IN a tournament with 5 teams,each team plays every other team once.Each game ends in a win for one of the two teams.Each team has 1/2 chance of winning each game.The probability that no team wins all it's game or loses all it's games is:
I can't understand how to apply binomial distribution in this question.I always apply that method when I can visualise the sample space and know which outcomes I want but I can't seem to do that here.Can somebody help me .

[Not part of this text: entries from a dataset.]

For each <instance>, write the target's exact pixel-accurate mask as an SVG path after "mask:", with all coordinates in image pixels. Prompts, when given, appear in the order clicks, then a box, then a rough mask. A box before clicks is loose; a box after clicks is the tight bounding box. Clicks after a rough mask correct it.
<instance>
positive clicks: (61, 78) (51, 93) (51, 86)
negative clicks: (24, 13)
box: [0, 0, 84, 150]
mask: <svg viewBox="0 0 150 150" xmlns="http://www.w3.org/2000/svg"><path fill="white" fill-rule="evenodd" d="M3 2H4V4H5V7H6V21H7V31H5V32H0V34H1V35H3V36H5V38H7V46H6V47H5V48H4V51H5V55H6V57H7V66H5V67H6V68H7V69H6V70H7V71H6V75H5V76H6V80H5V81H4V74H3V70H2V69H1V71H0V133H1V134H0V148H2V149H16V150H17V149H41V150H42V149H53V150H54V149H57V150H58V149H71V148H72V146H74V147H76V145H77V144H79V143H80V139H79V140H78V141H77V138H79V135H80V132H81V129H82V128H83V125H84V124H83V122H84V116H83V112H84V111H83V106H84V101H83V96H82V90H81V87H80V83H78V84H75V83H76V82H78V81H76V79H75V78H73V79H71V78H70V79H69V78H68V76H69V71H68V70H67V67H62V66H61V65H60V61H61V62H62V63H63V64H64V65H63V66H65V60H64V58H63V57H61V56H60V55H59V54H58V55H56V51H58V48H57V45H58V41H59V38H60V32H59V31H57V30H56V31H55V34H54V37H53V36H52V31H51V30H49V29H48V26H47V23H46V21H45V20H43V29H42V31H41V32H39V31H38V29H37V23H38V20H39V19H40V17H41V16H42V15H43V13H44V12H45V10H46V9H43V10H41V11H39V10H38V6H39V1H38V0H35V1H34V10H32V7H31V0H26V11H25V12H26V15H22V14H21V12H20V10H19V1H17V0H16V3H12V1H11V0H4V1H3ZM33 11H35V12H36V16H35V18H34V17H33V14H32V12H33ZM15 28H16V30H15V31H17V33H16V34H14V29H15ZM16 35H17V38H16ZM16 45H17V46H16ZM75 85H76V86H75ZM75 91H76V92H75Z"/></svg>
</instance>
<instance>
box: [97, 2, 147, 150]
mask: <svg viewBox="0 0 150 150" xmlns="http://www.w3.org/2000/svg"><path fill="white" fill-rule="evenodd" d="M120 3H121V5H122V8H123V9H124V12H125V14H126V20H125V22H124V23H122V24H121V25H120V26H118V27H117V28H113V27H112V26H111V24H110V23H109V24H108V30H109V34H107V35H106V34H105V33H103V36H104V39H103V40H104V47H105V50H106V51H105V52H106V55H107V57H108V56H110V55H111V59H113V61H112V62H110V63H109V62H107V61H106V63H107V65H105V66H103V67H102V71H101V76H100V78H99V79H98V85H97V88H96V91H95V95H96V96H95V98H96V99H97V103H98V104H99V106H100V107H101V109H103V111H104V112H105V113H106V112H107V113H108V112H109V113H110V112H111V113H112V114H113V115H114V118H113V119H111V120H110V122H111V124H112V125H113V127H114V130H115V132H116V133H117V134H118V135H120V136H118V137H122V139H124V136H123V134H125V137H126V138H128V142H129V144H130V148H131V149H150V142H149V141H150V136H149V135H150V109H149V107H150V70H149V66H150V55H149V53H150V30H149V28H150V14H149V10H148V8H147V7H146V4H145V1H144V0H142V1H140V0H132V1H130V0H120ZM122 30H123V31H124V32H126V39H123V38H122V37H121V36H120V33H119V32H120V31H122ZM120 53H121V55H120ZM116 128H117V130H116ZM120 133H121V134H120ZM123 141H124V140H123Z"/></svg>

P.S-The answer given is 17/32
Each team plays $4$ games.
$P(\text{a team wins all its games}) = {5\choose{1}}\cdot{1\over{2}}^4$
$P(\text{a team loses all its games}) = {5\choose{1}}\cdot{1\over{2}}^4$
$P(\text{a team wins all its games and any remaining team loses all its games}) = {5\choose{1}} \cdot {4\choose{1}} \cdot {1\over2}^7$
$P(\text{at least one team wins or loses all their games}) = {5\choose{1}}\cdot{1\over{2}}^4+{5\choose{1}}\cdot{1\over{2}}^4-{5\choose{1}} \cdot {4\choose{1}} \cdot {1\over2}^7={15\over{32}}$
$$\begin{align*} P(\text{no team wins or loses all its games}) &= 1 - P(\text{at least one team wins or loses all their games})\\\\ &= 1 - \frac{15}{32} \\\\ &= \frac{17}{32} \\\\ \end{align*}$$
Perhaps the most tricky calculation here was
$P(\text{a team wins all its games and any remaining team loses all its games}) = {5\choose{1}} \cdot {4\choose{1}} \cdot {1\over2}^7$
This comes from choosing one team of the $5$ to win all its games with probability $\frac{1}{2}^4$ and then choosing one of the remaining $4$ teams to lose all it's games with probability $\frac{1}{2}^3$ since we already know they lose to the team that won all its games.